Kedua, kejahatan moral. Kejahatan moral adalah kejahatan karena kebebasan manusia. Dalam bahasa filsafat, kejahatan moral adalah ketidaksesuaian antara perbuatan manusia yang bebas dengan hukum moral. Thomas Aquinas mendefenisikannya sebagai tindakan melawan hukum Allah yang tertanam dalam akal budi manusia. Kejahatan demikian dapat dilihat seperti pembunuhan, perampokkan, peperangan. Apa kaitan antara kebebasan dan hukum moral sehingga muncul kejahatan? Kata moral berasal dari bahasa Latin, mor-moris, yang berarti kebiasaan, tindakan atau adat-istiadat. Kebiasaan di sini lantas merujuk pada perbuatan itu sendiri. Apa yang mengarahkan manusia untuk berbuat baik adalah akal budi. Dan sebagaimana sudah kita bahas, menurut Thomas Aquinas, akal budi manusia merupakan partisipasi hukum kodrati manusia dalam hukum Allah. Karena itu, pengertian baik langsung mendapat cetusannya dari kehendak baik Allah sendiri. Jika manusia melawan hukum yang dikehendaki Allah baik bagi kita, manusia jelas bertindak jahat. Perintah ‘Jangan membunuh’ jelas merupakan perintah langsung dari kodrati kita sebagai manusia. Mengapa? Karena poin pertama dari perkara ini adalah soal kehidupan manusia yang dianugerahkan Allah kepada kita.
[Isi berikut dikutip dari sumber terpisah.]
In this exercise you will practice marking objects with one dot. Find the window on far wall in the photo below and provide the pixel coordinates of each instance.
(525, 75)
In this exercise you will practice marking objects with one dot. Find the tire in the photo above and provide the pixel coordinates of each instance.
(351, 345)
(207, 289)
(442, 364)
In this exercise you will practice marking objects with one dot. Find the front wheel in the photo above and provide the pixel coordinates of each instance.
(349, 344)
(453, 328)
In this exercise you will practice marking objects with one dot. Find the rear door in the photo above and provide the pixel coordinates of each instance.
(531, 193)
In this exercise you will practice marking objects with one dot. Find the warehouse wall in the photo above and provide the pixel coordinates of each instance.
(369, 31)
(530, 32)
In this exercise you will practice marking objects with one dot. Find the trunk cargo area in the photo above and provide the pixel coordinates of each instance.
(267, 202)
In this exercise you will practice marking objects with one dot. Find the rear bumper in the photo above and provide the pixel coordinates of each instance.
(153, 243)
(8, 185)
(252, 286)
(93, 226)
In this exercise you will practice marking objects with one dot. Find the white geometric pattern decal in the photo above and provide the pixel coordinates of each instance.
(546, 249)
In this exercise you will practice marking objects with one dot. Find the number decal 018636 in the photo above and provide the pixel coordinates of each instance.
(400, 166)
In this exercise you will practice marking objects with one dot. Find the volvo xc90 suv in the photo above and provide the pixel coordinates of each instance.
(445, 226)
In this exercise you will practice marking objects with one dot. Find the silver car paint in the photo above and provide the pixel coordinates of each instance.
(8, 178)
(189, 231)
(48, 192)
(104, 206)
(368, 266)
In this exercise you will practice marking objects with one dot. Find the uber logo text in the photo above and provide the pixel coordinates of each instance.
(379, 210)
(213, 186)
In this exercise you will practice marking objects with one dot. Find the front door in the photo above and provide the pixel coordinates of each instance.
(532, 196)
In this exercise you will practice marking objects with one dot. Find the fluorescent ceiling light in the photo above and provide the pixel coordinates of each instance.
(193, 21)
Ketiga, kejahatan metafisis. Kejahatan demikian terus dipersoalkan oleh para filsuf, apakah kejahatan ontologis itu ada, dalam arti bahwa kejahatan itu merupakan satu realitas yang sungguh-sungguh ada dan memanifestasikan diri ke dalam bencana-bencana alam dan manusia. Dalam sejarah manusia, pernah ada keyakinan seperti itu bahwa kebaikan dan kejahatan bertempur di luar sana dan manusia adalah korban dari siapa yang menang diantaranya. Harus diakui bahwa persoalan ini hingga sekarang belum dapat ditanggapi secara tuntas. Tapi, benang merah dari jawaban-jawaban yang pernah ada dapat disimpulkan sebagai berikut: bahwa kejahatan demikian adalah cacat atau ketidaksempurnaan dari kebaikan. Kejahatan seperti parasit dalam diri kebaikan. Kejahatan bukanlah bersifat ada otonom lepas dari kebaikan. Kejahatan merupakan sebuah kekurangan dalam kebaikan dan kesempurnaan.